You`re on MC. We are just leaving for Chiapas as we write but when we return to the lake in the summer, God willing, we´d love to get together with you guys. My disrespèctful posts making fun of the Ajijic tianguis are meant to be in fun.

Too many about here take themselves too serously. We do not.


----------



## m55vette (May 21, 2010)

We enjoy our Wednesday strolls to see if there are new items or vendors. Also a nice way to run into friends. Thanks for the video, my daughter will enjoy seeing it.


----------



## TundraGreen (Jul 15, 2010)

hkrause said:


> We've been to the mercado and tianguis in Chapala as well, and love both. Plus the Abastos in Guadalajara (which is incredible!). I've promised to take my sister for a day trip there when she comes to visit.


+1 for Mercado Abastos in Guadalajara. I think it is an incredible place and regularly take visitors to see it along with other tourist attractions in Guadalajara. The only reason I don't go there more often is that it is a 20 minute bus ride and I have a mercado 1 block away for every day stuff.

I enjoyed your video. What was that strange language I occasionally heard people speaking in the background? I don't hear that in the mercado near my house.

Memo


----------



## Hound Dog (Jan 18, 2009)

While I would like to be seriously offended at RV deleting my recent posts, I can´t remember what I wrote so perhaps I deserved deletion. Perhaps I didn´t. Oh well, no point in dwelling on that.

Here is the real reason I am posting. I got the impression that some posting hereabouts are interested not only in food but food some would define as exotic so here is some information that might interest some of you, the reader.
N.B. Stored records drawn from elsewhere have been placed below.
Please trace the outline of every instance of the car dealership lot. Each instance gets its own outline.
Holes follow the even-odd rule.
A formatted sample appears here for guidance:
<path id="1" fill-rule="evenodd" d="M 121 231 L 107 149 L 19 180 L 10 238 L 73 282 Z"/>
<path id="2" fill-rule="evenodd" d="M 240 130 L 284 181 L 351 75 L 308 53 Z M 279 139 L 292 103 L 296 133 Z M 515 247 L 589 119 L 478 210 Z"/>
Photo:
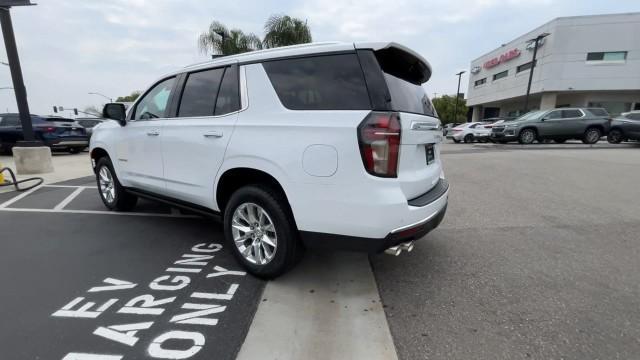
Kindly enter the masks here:
<path id="1" fill-rule="evenodd" d="M 371 257 L 399 358 L 634 358 L 640 146 L 446 144 L 442 156 L 452 191 L 441 227 L 409 254 Z M 332 358 L 368 339 L 353 334 L 378 309 L 357 284 L 375 291 L 353 266 L 358 255 L 308 256 L 263 294 L 264 282 L 224 272 L 240 267 L 215 245 L 224 245 L 215 222 L 146 201 L 114 215 L 91 178 L 57 185 L 17 200 L 0 194 L 3 358 L 135 359 L 173 349 L 230 359 L 259 307 L 296 309 L 274 333 L 298 355 L 323 339 L 335 346 L 327 339 L 336 331 L 351 329 L 334 336 L 351 340 Z M 257 329 L 275 324 L 261 317 Z"/>
<path id="2" fill-rule="evenodd" d="M 372 258 L 401 359 L 638 356 L 640 145 L 550 145 L 445 145 L 443 224 Z"/>

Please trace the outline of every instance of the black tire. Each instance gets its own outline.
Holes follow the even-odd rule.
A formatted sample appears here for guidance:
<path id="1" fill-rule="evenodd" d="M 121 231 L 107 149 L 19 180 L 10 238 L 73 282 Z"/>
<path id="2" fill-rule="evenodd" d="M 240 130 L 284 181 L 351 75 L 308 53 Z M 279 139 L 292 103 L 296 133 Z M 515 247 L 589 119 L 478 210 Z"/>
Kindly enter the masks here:
<path id="1" fill-rule="evenodd" d="M 584 132 L 582 142 L 585 144 L 593 145 L 600 141 L 600 137 L 602 137 L 602 131 L 600 131 L 600 129 L 596 127 L 591 127 Z"/>
<path id="2" fill-rule="evenodd" d="M 509 142 L 505 140 L 498 140 L 498 143 L 504 145 L 504 144 L 508 144 Z"/>
<path id="3" fill-rule="evenodd" d="M 274 231 L 260 229 L 260 232 L 264 231 L 265 234 L 275 233 L 276 237 L 276 246 L 273 248 L 270 247 L 273 249 L 273 257 L 264 264 L 257 264 L 257 259 L 250 261 L 239 249 L 239 246 L 245 246 L 246 249 L 249 249 L 246 256 L 254 258 L 260 256 L 256 254 L 256 248 L 249 244 L 253 244 L 256 241 L 255 239 L 247 237 L 244 242 L 238 243 L 240 245 L 236 245 L 234 241 L 232 227 L 234 215 L 236 211 L 242 212 L 242 207 L 247 205 L 257 205 L 263 210 L 267 215 L 264 218 L 272 223 L 274 228 Z M 250 225 L 244 224 L 245 221 L 241 217 L 239 219 L 242 221 L 241 224 L 243 226 Z M 251 218 L 249 217 L 249 219 Z M 255 228 L 258 229 L 259 226 Z M 240 234 L 240 232 L 242 231 L 239 231 L 238 234 Z M 242 233 L 243 236 L 247 236 L 248 234 L 248 232 Z M 279 191 L 263 185 L 244 186 L 231 195 L 224 210 L 224 236 L 228 246 L 231 248 L 231 252 L 238 262 L 240 262 L 248 272 L 263 279 L 273 279 L 284 274 L 298 263 L 304 252 L 300 235 L 286 198 Z M 258 245 L 258 253 L 262 254 L 262 259 L 268 258 L 265 248 L 260 246 L 262 245 Z"/>
<path id="4" fill-rule="evenodd" d="M 538 137 L 537 132 L 534 129 L 524 129 L 520 131 L 518 135 L 518 142 L 520 144 L 532 144 Z"/>
<path id="5" fill-rule="evenodd" d="M 80 153 L 82 150 L 84 150 L 84 148 L 81 148 L 81 147 L 72 147 L 72 148 L 69 148 L 69 153 L 71 153 L 71 154 L 78 154 L 78 153 Z"/>
<path id="6" fill-rule="evenodd" d="M 473 142 L 473 134 L 467 134 L 464 136 L 464 143 L 472 143 Z"/>
<path id="7" fill-rule="evenodd" d="M 607 141 L 611 144 L 620 144 L 624 141 L 624 134 L 620 129 L 613 129 L 607 135 Z"/>
<path id="8" fill-rule="evenodd" d="M 460 140 L 453 139 L 453 142 L 456 144 L 460 144 Z"/>
<path id="9" fill-rule="evenodd" d="M 101 172 L 102 169 L 108 171 L 108 174 L 112 179 L 112 187 L 113 187 L 113 197 L 110 199 L 103 194 L 103 188 L 105 187 L 105 181 L 101 181 Z M 138 197 L 128 193 L 125 188 L 120 184 L 118 180 L 118 176 L 116 172 L 113 170 L 113 164 L 111 163 L 111 159 L 108 157 L 102 157 L 98 160 L 96 164 L 96 183 L 98 184 L 98 193 L 100 194 L 100 199 L 102 199 L 102 203 L 109 210 L 116 211 L 130 211 L 138 202 Z"/>
<path id="10" fill-rule="evenodd" d="M 556 144 L 564 144 L 567 142 L 567 139 L 555 139 L 553 140 Z"/>

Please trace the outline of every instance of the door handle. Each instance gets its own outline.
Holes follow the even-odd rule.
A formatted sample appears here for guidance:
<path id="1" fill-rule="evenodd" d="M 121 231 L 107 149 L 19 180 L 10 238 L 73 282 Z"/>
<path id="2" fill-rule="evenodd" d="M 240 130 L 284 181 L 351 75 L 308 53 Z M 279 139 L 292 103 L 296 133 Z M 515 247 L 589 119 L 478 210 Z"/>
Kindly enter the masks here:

The is a Korean grocery/liquor store on Avenida Las Americas just south of its intersection with Lopez Mateos on the right as you head toward downtown Guadalajara and a fine place this is. A plethora of fun Asian ingredients including delicious home made kim chi and large containers of such essentials as fine sesame oil and light soy sauce and on and on. 

The name of this fabulous place is the "Asian Grocery" and that name understates what they have in stock for you if you like to cook Korean or Chinese or other Asian foods. There are also a couple of Korean restaurants in the area open in the afternoon. Ask where they are of the proprietors. 
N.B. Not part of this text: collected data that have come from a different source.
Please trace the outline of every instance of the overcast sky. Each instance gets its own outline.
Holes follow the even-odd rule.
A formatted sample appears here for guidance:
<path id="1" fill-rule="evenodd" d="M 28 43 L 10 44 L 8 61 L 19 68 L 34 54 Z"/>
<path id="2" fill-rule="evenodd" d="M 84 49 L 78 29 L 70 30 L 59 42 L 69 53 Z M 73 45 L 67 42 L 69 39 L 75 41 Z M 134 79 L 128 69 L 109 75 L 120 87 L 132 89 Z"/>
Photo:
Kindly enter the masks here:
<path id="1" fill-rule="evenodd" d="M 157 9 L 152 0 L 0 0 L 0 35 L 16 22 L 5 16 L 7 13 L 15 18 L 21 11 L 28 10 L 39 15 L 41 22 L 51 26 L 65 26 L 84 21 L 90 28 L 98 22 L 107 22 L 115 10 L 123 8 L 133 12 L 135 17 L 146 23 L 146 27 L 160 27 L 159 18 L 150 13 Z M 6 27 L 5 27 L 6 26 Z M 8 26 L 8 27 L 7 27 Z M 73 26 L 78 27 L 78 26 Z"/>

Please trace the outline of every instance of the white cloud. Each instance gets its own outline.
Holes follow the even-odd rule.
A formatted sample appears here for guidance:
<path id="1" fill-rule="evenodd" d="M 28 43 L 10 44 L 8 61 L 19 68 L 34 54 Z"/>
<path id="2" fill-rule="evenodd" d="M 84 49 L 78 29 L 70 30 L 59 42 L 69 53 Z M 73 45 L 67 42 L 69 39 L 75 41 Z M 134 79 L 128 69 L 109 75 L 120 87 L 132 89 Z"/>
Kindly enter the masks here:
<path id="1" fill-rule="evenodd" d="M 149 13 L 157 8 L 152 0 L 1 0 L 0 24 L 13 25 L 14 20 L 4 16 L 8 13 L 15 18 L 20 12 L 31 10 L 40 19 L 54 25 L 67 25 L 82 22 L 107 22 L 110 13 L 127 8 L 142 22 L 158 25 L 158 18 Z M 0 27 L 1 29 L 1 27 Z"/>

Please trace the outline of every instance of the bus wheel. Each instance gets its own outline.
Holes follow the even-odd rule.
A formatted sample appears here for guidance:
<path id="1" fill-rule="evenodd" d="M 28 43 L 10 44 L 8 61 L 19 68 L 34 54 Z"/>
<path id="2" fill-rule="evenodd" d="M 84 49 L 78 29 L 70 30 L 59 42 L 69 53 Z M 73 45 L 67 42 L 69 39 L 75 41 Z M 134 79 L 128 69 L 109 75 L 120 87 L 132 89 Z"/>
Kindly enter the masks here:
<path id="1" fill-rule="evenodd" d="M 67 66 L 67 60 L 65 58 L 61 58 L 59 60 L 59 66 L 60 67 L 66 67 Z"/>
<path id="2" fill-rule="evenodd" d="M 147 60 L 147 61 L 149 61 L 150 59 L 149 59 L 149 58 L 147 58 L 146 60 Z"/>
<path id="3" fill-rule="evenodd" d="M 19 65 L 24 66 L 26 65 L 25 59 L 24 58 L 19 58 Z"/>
There are many surprises in Mexico. For instance, who would think that such regional outposts as Tapachula and Huixtla in the Soconusco region of Chiapas along the "tierra caliente" would have numerous Chinese restaraunts serving really mediocre Chinese food poorly but earnestly presented. It all goes back to the time the coastal Chinese were attracted tom North America to build railroads and their connection with the railroad from the Guatemala border to the Isthmus of Tehuantepec which was intended as an alternative to other solutions needed to cross the Americas from the Atlantic to the Pacific in pre-Panama Canal days.
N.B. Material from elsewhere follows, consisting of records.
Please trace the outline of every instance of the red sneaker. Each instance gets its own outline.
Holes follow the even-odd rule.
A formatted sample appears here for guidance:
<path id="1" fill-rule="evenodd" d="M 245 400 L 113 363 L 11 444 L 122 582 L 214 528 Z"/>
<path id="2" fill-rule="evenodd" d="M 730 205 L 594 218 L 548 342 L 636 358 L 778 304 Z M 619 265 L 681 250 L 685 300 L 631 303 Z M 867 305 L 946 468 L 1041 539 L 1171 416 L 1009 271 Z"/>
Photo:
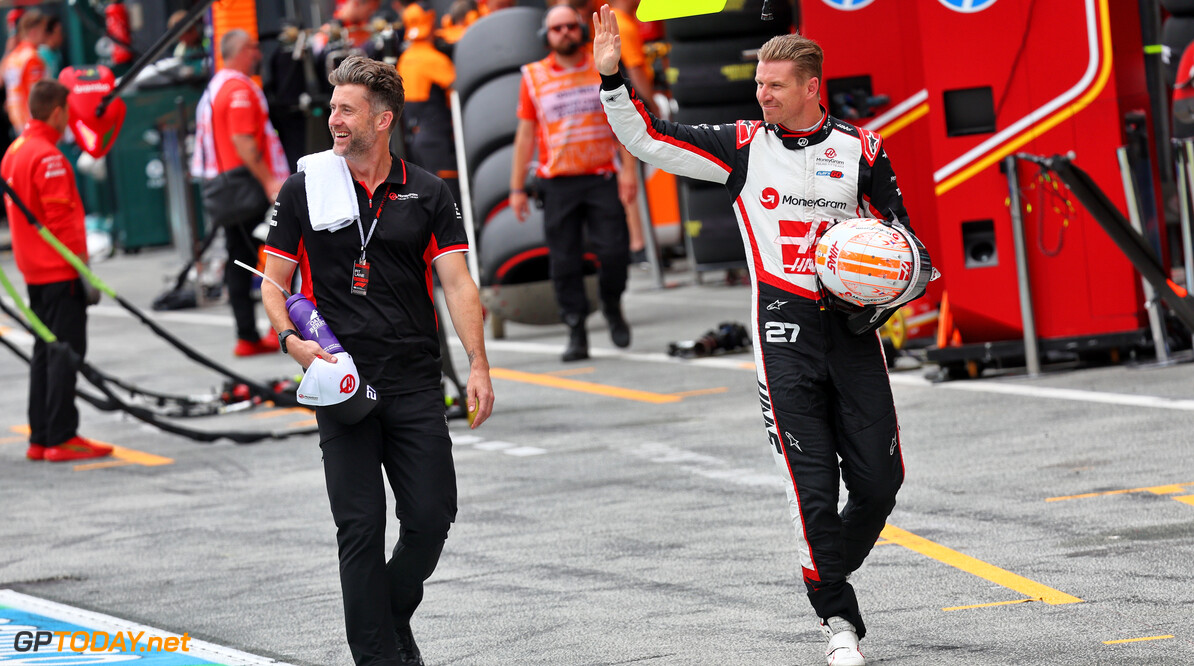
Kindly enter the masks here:
<path id="1" fill-rule="evenodd" d="M 272 335 L 267 335 L 256 342 L 252 340 L 237 340 L 236 348 L 232 350 L 232 355 L 256 356 L 257 354 L 272 354 L 280 349 L 278 339 Z"/>
<path id="2" fill-rule="evenodd" d="M 28 449 L 25 449 L 25 457 L 30 460 L 45 460 L 46 447 L 41 444 L 30 444 Z"/>
<path id="3" fill-rule="evenodd" d="M 85 460 L 87 458 L 103 458 L 111 455 L 112 447 L 107 444 L 97 444 L 82 437 L 71 437 L 58 446 L 45 447 L 46 460 L 50 462 L 67 462 L 70 460 Z"/>

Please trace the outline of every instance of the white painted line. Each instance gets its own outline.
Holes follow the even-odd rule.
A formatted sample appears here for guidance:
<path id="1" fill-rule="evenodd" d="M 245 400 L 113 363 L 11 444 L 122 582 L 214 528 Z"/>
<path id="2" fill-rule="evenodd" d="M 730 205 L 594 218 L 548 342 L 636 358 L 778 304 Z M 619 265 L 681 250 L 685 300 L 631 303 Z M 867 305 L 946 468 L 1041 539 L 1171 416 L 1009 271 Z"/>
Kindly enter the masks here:
<path id="1" fill-rule="evenodd" d="M 462 446 L 465 444 L 476 444 L 477 442 L 485 441 L 485 439 L 483 437 L 477 437 L 476 435 L 451 435 L 451 437 L 452 437 L 452 443 L 457 446 Z"/>
<path id="2" fill-rule="evenodd" d="M 1152 407 L 1154 409 L 1176 409 L 1180 411 L 1194 411 L 1194 400 L 1182 398 L 1165 398 L 1155 395 L 1133 395 L 1131 393 L 1102 393 L 1099 391 L 1084 391 L 1081 389 L 1051 388 L 1048 386 L 1026 386 L 993 380 L 959 380 L 946 384 L 933 384 L 923 377 L 909 377 L 893 375 L 892 384 L 901 386 L 931 387 L 949 391 L 970 391 L 972 393 L 998 393 L 1001 395 L 1018 395 L 1026 398 L 1051 398 L 1054 400 L 1072 400 L 1076 402 L 1093 402 L 1104 405 L 1124 405 L 1127 407 Z"/>
<path id="3" fill-rule="evenodd" d="M 510 442 L 480 442 L 473 445 L 474 449 L 481 449 L 482 451 L 501 451 L 502 449 L 512 449 L 514 445 Z"/>
<path id="4" fill-rule="evenodd" d="M 512 449 L 506 449 L 505 451 L 502 451 L 502 453 L 504 453 L 508 456 L 519 456 L 519 457 L 541 456 L 544 453 L 547 453 L 547 449 L 541 449 L 537 446 L 516 446 Z"/>
<path id="5" fill-rule="evenodd" d="M 765 444 L 760 444 L 760 446 L 765 446 Z M 783 479 L 777 473 L 769 474 L 755 469 L 730 467 L 730 463 L 721 458 L 668 446 L 667 444 L 644 442 L 638 446 L 629 447 L 624 450 L 632 456 L 649 462 L 670 465 L 690 474 L 696 474 L 697 476 L 703 476 L 715 481 L 758 488 L 783 488 L 784 486 Z"/>

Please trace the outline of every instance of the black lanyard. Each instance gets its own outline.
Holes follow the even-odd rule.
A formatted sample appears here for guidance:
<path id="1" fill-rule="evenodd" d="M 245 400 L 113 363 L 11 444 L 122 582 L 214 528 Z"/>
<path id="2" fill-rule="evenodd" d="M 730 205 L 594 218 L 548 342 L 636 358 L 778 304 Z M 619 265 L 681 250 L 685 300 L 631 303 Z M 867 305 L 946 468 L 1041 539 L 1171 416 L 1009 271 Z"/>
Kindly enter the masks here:
<path id="1" fill-rule="evenodd" d="M 390 184 L 386 183 L 386 191 L 384 194 L 381 195 L 381 202 L 379 204 L 377 204 L 377 213 L 373 216 L 373 224 L 369 225 L 369 235 L 368 236 L 365 235 L 365 226 L 363 224 L 361 224 L 361 220 L 359 218 L 357 219 L 357 232 L 359 232 L 361 234 L 360 263 L 362 263 L 362 264 L 366 263 L 365 262 L 365 247 L 369 245 L 369 241 L 373 240 L 373 232 L 374 232 L 374 230 L 377 229 L 377 221 L 381 219 L 381 211 L 382 211 L 382 209 L 384 209 L 386 207 L 386 199 L 389 199 L 389 198 L 390 198 Z M 373 202 L 370 201 L 369 205 L 372 207 Z M 372 211 L 370 211 L 370 212 L 372 212 Z"/>

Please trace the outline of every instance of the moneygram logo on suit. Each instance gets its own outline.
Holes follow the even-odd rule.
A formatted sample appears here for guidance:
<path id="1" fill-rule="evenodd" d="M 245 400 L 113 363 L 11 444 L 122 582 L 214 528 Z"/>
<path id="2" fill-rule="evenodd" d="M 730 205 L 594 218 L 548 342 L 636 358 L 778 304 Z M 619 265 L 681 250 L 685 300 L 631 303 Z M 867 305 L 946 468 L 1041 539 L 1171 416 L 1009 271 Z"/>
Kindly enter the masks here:
<path id="1" fill-rule="evenodd" d="M 893 0 L 894 1 L 894 0 Z M 907 0 L 902 0 L 907 2 Z M 991 5 L 995 4 L 996 0 L 937 0 L 941 4 L 949 7 L 955 12 L 963 12 L 970 14 L 973 12 L 981 12 Z M 854 11 L 855 9 L 862 9 L 867 5 L 875 2 L 875 0 L 824 0 L 825 4 L 834 9 L 841 9 L 844 11 Z"/>

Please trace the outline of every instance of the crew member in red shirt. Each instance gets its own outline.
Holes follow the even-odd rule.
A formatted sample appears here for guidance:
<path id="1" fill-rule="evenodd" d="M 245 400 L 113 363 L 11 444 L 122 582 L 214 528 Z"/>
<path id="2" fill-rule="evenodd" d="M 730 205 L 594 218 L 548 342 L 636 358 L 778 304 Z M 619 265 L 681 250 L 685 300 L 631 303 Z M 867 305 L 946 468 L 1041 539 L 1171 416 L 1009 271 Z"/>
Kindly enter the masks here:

The Chinese came to the Soconusco to build the railroads and their progeny stayed to open and run really bad Chinese restaurants. Life is cruel.


----------



## TundraGreen (Jul 15, 2010)

Hound Dog said:


> The name of this fabulous place is the "Asian Grocery" and that name understates what they have in stock for you if you like to cook Korean or Chinese or other Asian foods. There are also a couple of Korean restaurants in the area open in the afternoon. Ask where they are of the proprietors.
> [...]
> The Chinese came to the Soconusco to build the railroads and their progeny stayed to open and run really bad Chinese restaurants. Life is cruel.


In the same vein, there is another asian foods place in Guadalajara, this one with a more Japanese flavor, but carrying all kinds of asian foods. It is called Toyo and is connected to a restaurant with the same name. It is located on the south side of Avenida Mexico, one block west of Chapultepec. The restaurant is on the corner and the grocery is across the side street. I don't know the name of the side street and google maps doesn't even show the street. 

Regarding the quality of the Chinese restaurants... It seems like every country gets the quality of foreign food that it insists on. Foreign food restaurants in every country seem to water down the original cuisines to make it more compatible with local tastes. The food never improves in the process. 

Memo


----------



## Hound Dog (Jan 18, 2009)

TundraGreen said:


> In the same vein, there is another asian foods place in Guadalajara, this one with a more Japanese flavor, but carrying all kinds of asian foods. It is called Toyo and is connected to a restaurant with the same name. It is located on the south side of Avenida Mexico, one block west of Chapultepec. The restaurant is on the corner and the grocery is across the side street. I don't know the name of the side street and google maps doesn't even show the street.
> 
> Regarding the quality of the Chinese restaurants... It seems like every country gets the quality of foreign food that it insists on. Foreign food restaurants in every country seem to water down the original cuisines to make it more compatible with local tastes. The food never improves in the process.
> 
> Memo


Well and appropriately said, Memo

The food never improves in the process. No ****!


----------